In integrative medicine, healthcare practitioners often combine conventional treatments with holistic ones, such nutritional supplements, acupuncture and phytotherapy, which is the use of plant-derived medicines. The principle is that synergistic combinations can deliver better results than any single therapy alone.

“In my field, that of human nutrition, one compound might reduce absorption of cholesterol in the intestine, for instance, and another the de novo synthesis of cholesterol in the liver,” says Jan Frank of the Institute of Biological Chemistry and Nutrition at the University of Hohenheim in Stuttgart, Germany. Frank is working to understand the properties of potentially health-beneficial bioactives. “If both these compounds are allowed to act together, they can produce a greater cholesterol-lowering effect than either compound alone,” he says.

Dior Science, the science division of Dior in France, is applying integrative thinking to its skin care.

Plants contain a number of chemical compounds, some of which have nutritive, anti-inflammatory and antioxidant properties. Dior has been mapping the impacts of these bioactive combinations and has found, in a number of cases, that they allow different compounds to simultaneously act on different molecular targets in the body.

Synergistic Concept Applied to the World of Cosmetics

“Integrative Medicine, in its most limited form, is when patients use plant compounds, such as curcumin and resveratrol, to name two examples, in high doses in addition to their standard treatment,” Frank says. “Cancer patients, for instance, hope to be able to better control a tumor thanks to the anticancer properties of these phytochemicals acting on top of anti-tumor drugs.”

Curcumin (from the rhizome of Curcuma longa) has also been shown in many cell culture and animal studies to exhibit anti-inflammatory activity. In arthritic rats, for example, it has been shown to reduce C-reactive proteins, a biomarker for inflammation. When combined with boswellic acids from the Boswellia plant, studies indicate that curcumin’s anti-inflammatory action is further enhanced.

“This synergistic concept can also be applied to the world of cosmetics,” Frank says. “In much the same way, different bioactives in cosmetics can target different aspects, of say, skin aging. One substance might protect the skin from the deleterious effect of UV radiation, another compound may enhance skin regeneration and another may act on skin elasticity.

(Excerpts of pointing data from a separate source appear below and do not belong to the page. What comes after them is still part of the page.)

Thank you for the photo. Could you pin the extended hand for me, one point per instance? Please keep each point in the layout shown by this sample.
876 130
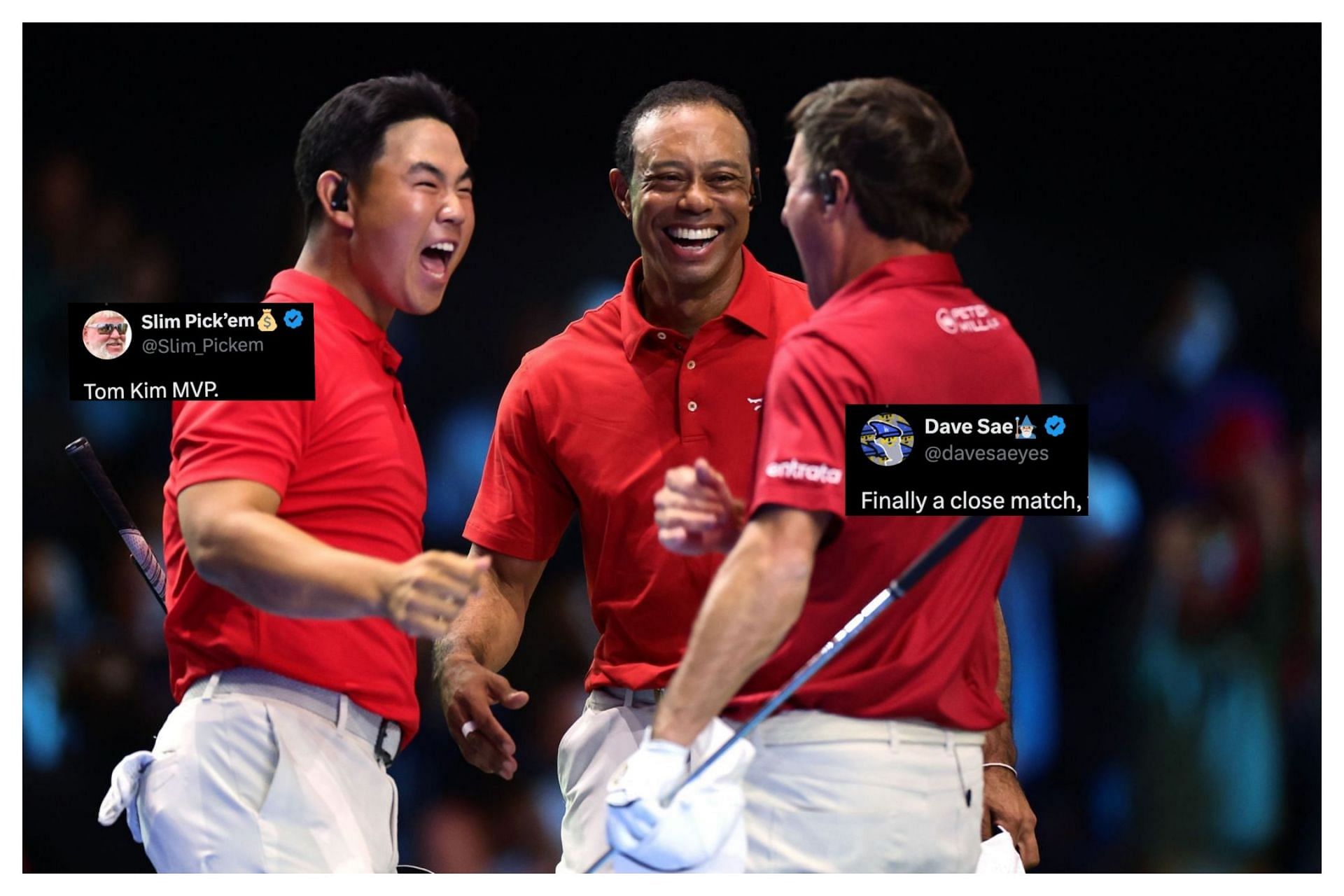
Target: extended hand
428 592
468 691
1007 806
695 511
698 821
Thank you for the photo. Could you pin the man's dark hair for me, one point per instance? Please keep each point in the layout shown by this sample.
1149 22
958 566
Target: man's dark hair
679 93
347 133
899 150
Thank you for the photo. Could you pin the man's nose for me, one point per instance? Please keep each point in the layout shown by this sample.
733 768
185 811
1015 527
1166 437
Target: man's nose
454 210
696 198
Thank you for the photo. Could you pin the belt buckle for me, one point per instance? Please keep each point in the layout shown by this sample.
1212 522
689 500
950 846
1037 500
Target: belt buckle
384 757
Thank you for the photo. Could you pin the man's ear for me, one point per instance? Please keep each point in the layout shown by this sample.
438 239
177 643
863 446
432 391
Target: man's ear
622 190
844 190
335 199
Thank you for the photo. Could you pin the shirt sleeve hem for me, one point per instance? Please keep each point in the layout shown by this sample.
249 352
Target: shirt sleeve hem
272 480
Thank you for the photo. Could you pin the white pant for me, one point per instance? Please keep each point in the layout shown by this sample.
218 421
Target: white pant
836 794
245 783
590 751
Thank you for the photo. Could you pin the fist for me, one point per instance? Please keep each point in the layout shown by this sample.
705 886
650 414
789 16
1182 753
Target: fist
426 593
695 511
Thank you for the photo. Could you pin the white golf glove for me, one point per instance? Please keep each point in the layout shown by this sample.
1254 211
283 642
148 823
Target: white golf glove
698 821
125 788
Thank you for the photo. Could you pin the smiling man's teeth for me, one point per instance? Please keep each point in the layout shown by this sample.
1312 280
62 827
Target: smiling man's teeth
692 232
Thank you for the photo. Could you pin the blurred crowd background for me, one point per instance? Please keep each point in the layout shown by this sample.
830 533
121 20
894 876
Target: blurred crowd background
1147 211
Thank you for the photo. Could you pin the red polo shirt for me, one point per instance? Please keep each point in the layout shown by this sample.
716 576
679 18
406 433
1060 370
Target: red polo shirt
593 419
883 337
349 472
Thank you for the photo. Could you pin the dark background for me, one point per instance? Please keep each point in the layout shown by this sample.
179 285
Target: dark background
1145 210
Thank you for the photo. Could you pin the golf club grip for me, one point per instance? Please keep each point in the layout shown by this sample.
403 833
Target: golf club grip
949 542
83 456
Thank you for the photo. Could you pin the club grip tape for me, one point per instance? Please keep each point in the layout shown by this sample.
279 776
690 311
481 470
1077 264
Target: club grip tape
81 454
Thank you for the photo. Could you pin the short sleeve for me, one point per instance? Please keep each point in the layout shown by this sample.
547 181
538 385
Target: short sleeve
524 504
800 460
257 441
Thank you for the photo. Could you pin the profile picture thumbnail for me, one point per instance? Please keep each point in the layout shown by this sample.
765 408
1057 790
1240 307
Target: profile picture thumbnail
106 335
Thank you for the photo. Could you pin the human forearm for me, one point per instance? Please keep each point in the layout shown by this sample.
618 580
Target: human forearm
489 628
280 568
755 601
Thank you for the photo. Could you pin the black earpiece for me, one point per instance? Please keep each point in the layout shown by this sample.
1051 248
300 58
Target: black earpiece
827 187
339 197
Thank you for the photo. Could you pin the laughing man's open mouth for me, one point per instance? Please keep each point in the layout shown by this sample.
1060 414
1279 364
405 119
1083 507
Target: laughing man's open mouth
692 237
435 258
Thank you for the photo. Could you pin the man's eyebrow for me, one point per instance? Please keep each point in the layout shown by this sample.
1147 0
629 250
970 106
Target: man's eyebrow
428 168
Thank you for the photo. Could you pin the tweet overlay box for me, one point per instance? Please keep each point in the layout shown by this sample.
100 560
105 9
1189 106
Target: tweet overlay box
191 351
958 460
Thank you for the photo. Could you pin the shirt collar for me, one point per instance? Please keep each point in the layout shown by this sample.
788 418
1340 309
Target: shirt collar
750 305
895 273
299 286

If you combine these different compounds in a single product, you can achieve higher efficacy.”

The “Rose de Granville”

In their latest study, researchers at Dior Science, in Saint-Jean-de-Braye near Orléans in France, investigated the different micro- and macronutrients and bioactive molecules in a particular hybrid of rose, the “Rose de Granville” (RDG). The varietal was developed at the request of the cosmetics group Parfums Christian Dior and required more than ten years of stringent breeding. It was grown on an organic farm in the Loire Valley, not far from the research laboratories, in nutrient-rich soil.

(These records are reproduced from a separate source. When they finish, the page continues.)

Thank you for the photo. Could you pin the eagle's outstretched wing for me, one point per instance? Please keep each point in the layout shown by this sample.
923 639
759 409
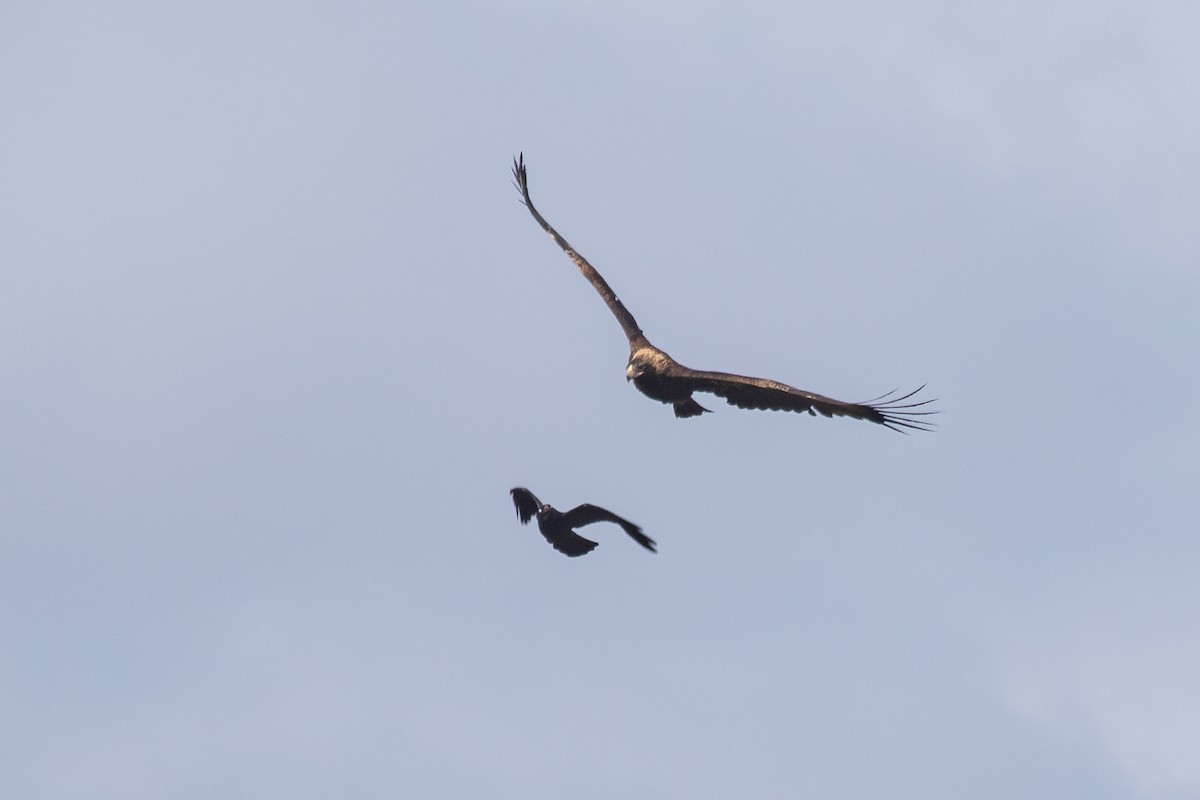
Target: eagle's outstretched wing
628 324
771 395
526 503
588 513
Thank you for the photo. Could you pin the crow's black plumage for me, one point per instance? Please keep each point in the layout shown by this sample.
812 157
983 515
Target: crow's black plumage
660 377
557 525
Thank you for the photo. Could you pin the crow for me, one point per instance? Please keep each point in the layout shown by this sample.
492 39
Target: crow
557 527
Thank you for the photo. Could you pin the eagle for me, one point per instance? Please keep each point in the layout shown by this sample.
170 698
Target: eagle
558 527
660 377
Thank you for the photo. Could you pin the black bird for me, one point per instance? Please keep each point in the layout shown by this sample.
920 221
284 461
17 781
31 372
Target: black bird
557 527
660 377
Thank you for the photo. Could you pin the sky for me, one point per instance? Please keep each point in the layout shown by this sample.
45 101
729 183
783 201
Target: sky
277 338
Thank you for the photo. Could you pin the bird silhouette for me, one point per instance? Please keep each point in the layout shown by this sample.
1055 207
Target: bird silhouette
660 377
558 527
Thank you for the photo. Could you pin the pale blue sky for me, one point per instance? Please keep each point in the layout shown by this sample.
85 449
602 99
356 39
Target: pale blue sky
277 338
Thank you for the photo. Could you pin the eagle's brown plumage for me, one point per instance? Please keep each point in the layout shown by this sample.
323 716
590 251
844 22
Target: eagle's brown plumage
660 377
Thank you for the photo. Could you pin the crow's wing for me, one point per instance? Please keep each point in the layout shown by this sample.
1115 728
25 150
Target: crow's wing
763 394
526 503
567 541
588 513
628 324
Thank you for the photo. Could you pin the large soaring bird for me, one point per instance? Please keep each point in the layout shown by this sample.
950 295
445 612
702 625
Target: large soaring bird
660 377
557 527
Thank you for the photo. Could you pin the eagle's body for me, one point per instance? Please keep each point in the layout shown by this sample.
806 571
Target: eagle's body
660 377
557 527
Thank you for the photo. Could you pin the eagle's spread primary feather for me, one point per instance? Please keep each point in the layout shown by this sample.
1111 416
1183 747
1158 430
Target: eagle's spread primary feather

The scientists, led by Laure Pasquier and Jocelyne Franchi, have studied how the Rose de Granville’s bioactive compounds might be beneficial for the skin—particularly the skin around the eye, which is very different from that on the face in that it is much more fragile. They analyzed extracts from different parts of the plant (the flower and rosehip) using analysis techniques for their anti-inflammatory action and nutritive properties.

Each of the extracts was obtained using different techniques (“double-extraction” or “thermo-extraction”), adapted to the bioactive molecules they contain and to the components that the researchers wished to extract from them. Extracts from different parts of the plant play a distinct biological role and thus contain very different chemical molecules that nonetheless appear to supplement each other perfectly.

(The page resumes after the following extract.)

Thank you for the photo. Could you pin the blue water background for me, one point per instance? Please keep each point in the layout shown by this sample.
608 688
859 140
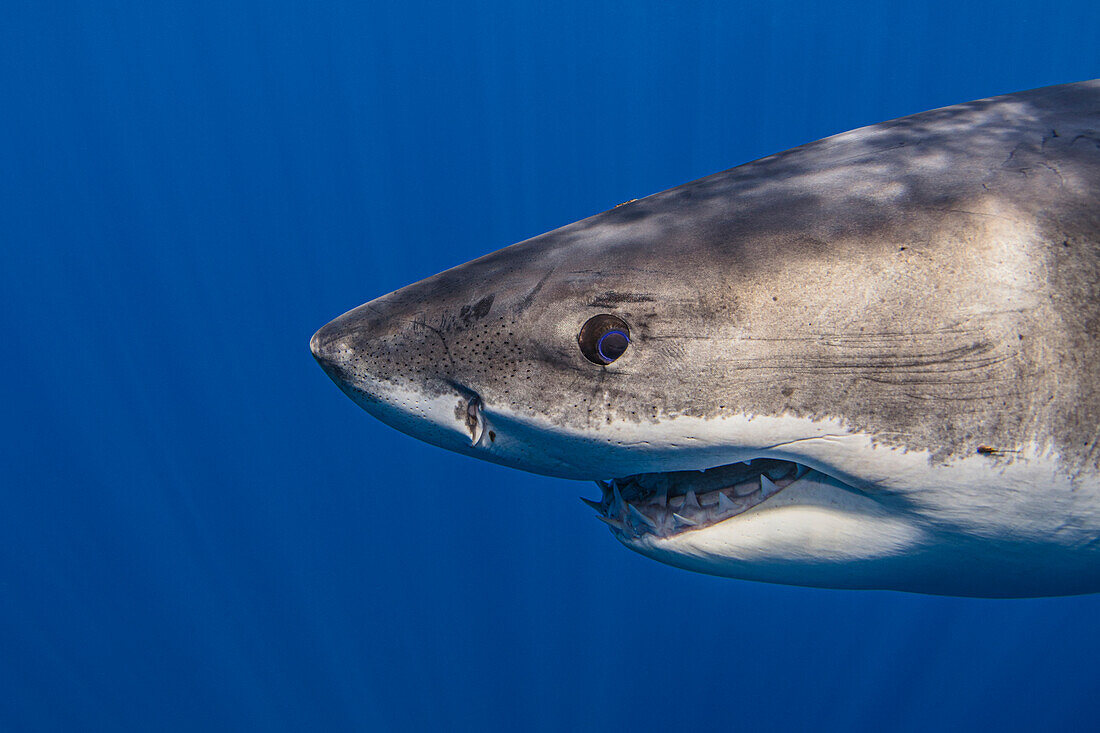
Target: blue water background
199 532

The Dior researchers had already shown that an extract from the RDH rosehip stimulates the production of ATP in cultured keratinocytes by 21% since it appears to impact on more than 60 biological targets in skin cells. “The main micronutrients in this part of the plant are potassium and calcium,” explains Franchi. “Calcium is important for the epidermis as it helps reinforce its barrier function. Indeed, we found that rosehip extract stimulates the genetic expression of biomarkers involved in epidermis cohesion and differentiation.

“The extract also stimulates genetic expression of the proteins collagen I, III, V and elastin in the extracellular matrix,” she adds. “It also stimulates the enzymes involved in the formation of the protein fibers LOX (Lysyl oxidase) and PECOL (Procollagen C-endopeptidase enhancer). It inhibits the activity of enzymes that degrade collagen and elastin (MMP3) too.”

And that is not all: extracts from the rose flower itself contain many essential fatty acids such as ω3 and ω6 as well as micronutrients like α-tocopherol (Vitamin E) and β-sitosterol (which is a phytosterol). The cryo-extract of rose, for its part, contains as many as 20 micronutrients, including Vitamin B3, zinc (an oligo-element) and magnesium.

“Combining extracts from the flower and the rosehip, which have very different but complementary bioactivity, can thus be used to make a treatment that is far more efficient than using any of the extracts on its own,” says Franchi. “Indeed, in our ex-vivo and in-vitro studies on skin explants and cell cultures, we found that the zone around the eye can be reinforced thanks to the action of micronutrients in two of the extracts and anti-inflammatories in another.” A winning combination.